Ёдзиро и Сансиро поддакнули: «Действительно». Они миновали храм и вскоре оказались перед большими черными воротами. Ёдзиро стал уверять, что дорога за этими воротами ведет к Доканъяме. «А проход разрешен?» – на всякий случай спросил Хирота. Ёдзиро с убежденностью ответил, что, разумеется, разрешен, что это загородная вилла Сатакэ и ходить здесь может кто угодно. Не сомневаясь больше, Сансиро и Хирота последовали за Ёдзиро. Но когда из рощи вышли к старому пруду, появился сторож и стал ругать их. Ёдзиро только успевал оправдываться.
Затем они вышли к Янаке, прогулялись по Нэдзу, и домой Сансиро вернулся только к вечеру. Впервые за последнее время, казалось ему, он провел день так весело и приятно.

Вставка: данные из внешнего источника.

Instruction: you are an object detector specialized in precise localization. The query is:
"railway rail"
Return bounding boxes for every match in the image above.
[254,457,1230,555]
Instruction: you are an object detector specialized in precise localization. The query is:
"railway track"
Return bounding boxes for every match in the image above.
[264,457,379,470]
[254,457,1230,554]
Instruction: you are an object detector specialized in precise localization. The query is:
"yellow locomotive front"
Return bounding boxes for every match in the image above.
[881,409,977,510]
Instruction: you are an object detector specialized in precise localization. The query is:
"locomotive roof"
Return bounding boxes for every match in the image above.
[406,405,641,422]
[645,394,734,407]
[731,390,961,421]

На следующее утро Ёдзиро на занятиях не было. Не явился он и после обеда, как надеялся Сансиро. В библиотеке его тоже не оказалось. С пяти до шести Сансиро слушал общую лекцию для студентов филологического факультета. Записывать было невозможно – чересчур темно. А свет обычно зажигали позднее. Это было то время дня, когда небо между ветвями огромных вязов за продолговатыми окнами быстро темнеет, а лица лектора и слушателей становятся едва различимыми. Возникает ощущение таинственности: словно в полной темноте лакомишься пирожками с бобовым джемом. Сансиро с удивлением обнаружил, что не улавливает смысла лекции. Он сидел, подперев щеки руками, равнодушный ко всему, мысли его витали где-то далеко. Пожалуй, главное достоинство лекций, что на них можно вот так сидеть, подумал Сансиро. Вдруг вспыхнул свет. Он рассеял таинственность. Сансиро вдруг почувствовал голод, и ему захотелось домой. Видимо, догадавшись о настроении студентов, преподаватель быстро закончил лекцию. Сансиро поспешил к себе в Оивакэ.

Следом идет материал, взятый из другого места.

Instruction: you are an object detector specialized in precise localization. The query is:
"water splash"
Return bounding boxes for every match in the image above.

Когда, переодевшись, он сел обедать, то увидел возле чашки с горячим супом письмо. По штемпелю он сразу догадался, что письмо от матери. К стыду своему, за целых полмесяца с лишним он ни разу не вспомнил о ней. Чем только не была забита теперь голова Сансиро: смешение эпох, персонификация Фудзисан, таинственная лекция, даже для той девушки в ней не осталось места. Но Сансиро это ни капельки не огорчало. Письмо он решил прочесть потом, а сам, не мешкая, поел. После обеда закурил и, созерцая дым, стал вспоминать последнюю лекцию.
Неожиданно явился Ёдзиро. На вопрос, почему он не был в университете, Ёдзиро ответил, что ему не до занятий: весь день искал дом.